Artista brasileiro com Down é estrela em evento na Itália

O artista plástico brasiliense Lucio Piantino foi o convidado especial da mostra Arte in tutti i sensi – arte em todos os sentidos, na prestigiada Galeria Nazzionale Dell’Umbria, no Pallazzo de Priori em Perugia, na Itália, de 1 a 4 de dezembro. A mostra faz parte do projeto Polimatérico, promovido pelo terceiro ano pela Assoziacione Culturalle Cittá del Sole. A pedido da Inclusive, Lurdinha Danezi, mãe de Lucio, que o acompanhou na viagem, fez um relato do evento:

No final de 2013 o Superintendente da Galleria Nazionale Dell’Umbria Fábio de Chirico e o presidente do Centro Studi Cittá Del Sole Giuseppe Capparelli estiveram em Brasília e, passeando pela Feira da Torre se depararam com os quadros do Lucio, olharam cada quadro com admiração e encantamento.
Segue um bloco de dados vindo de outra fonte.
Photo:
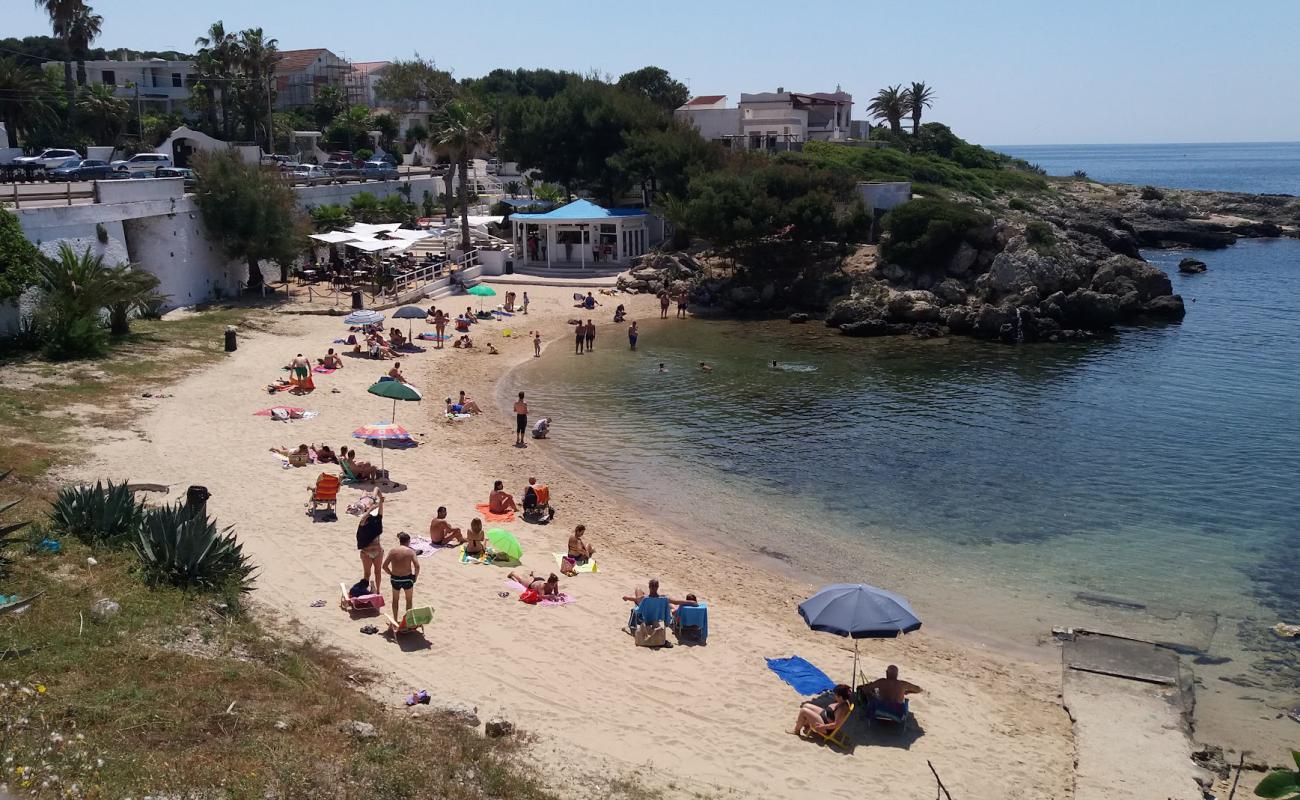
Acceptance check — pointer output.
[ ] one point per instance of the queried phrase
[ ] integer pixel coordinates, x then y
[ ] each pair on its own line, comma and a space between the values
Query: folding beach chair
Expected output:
412, 622
325, 492
359, 602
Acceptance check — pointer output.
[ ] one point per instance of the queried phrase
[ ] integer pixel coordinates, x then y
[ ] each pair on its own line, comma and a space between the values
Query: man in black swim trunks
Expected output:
520, 419
403, 567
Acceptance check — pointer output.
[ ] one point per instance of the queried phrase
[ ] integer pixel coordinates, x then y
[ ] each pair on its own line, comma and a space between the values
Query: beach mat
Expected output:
583, 567
490, 517
800, 674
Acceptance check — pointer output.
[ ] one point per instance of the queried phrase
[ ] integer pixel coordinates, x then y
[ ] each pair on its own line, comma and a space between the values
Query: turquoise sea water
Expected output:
1004, 489
1255, 167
Lucio e eu não estávamos lá, então Rosânia, nossa amiga, apresentou o Lucio para os italianos através do portfólio dele. Os italianos perguntaram se havia interesse do artista em expor seus trabalhos na Itália e deixaram um cartão com seus contatos.

Na semana seguinte Rosânia me passou o cartão e falou do interesse dos italianos no trabalho do Lucio. Chequei em casa e mandei tudo que tinha sobre o Lucio na internet inclusive o link para eles assistirem ao documentário “De arteiro a artista: a saga de um menino com síndrome de Down”, de Rodrigo Paglieri, que conta a trajetória de vida e profissional do Lucio.

No começo de 2014 recebi um e-mail convidando o Lucio para participar do evento Polimaterico que seria nos dias 01 a 04 de dezembro na cidade de Perugia, na Itália. Seria o terceiro ano do evento que tem por objetivo promover a aproximação das pessoas com necessidades específicas à arte contemporânea. A participação de Lucio seria como artista convidado para uma exposição individual e como mestre no workshop de pintura para 20 italianos. Foi um dos momentos mais felizes da minha história com o Lucio, ter o reconhecimento do seu trabalho fora do país é de uma importância sem tamanho e Lucio foi, desde o começo, tratado como um artista e respeitado como tal.

Os responsáveis pelo projeto Polimaterico e eu passamos meses fazendo ajustes sobre a participação do Lucio. A Itália ficaria responsável pela estadia, montagem das obras e da exposição e compra do material necessário para o workshop, ao Brasil caberia o financiamento das passagens. Como não conseguimos recursos nem junto ao governo local, nem ao Federal, apelamos para amigos e desconhecidos que foram incansáveis na busca de recursos para financiar as passagens. Fizemos rifa de quadro do Lucio, feijoada, leilão de obras cedidas por amigos entre outras ações.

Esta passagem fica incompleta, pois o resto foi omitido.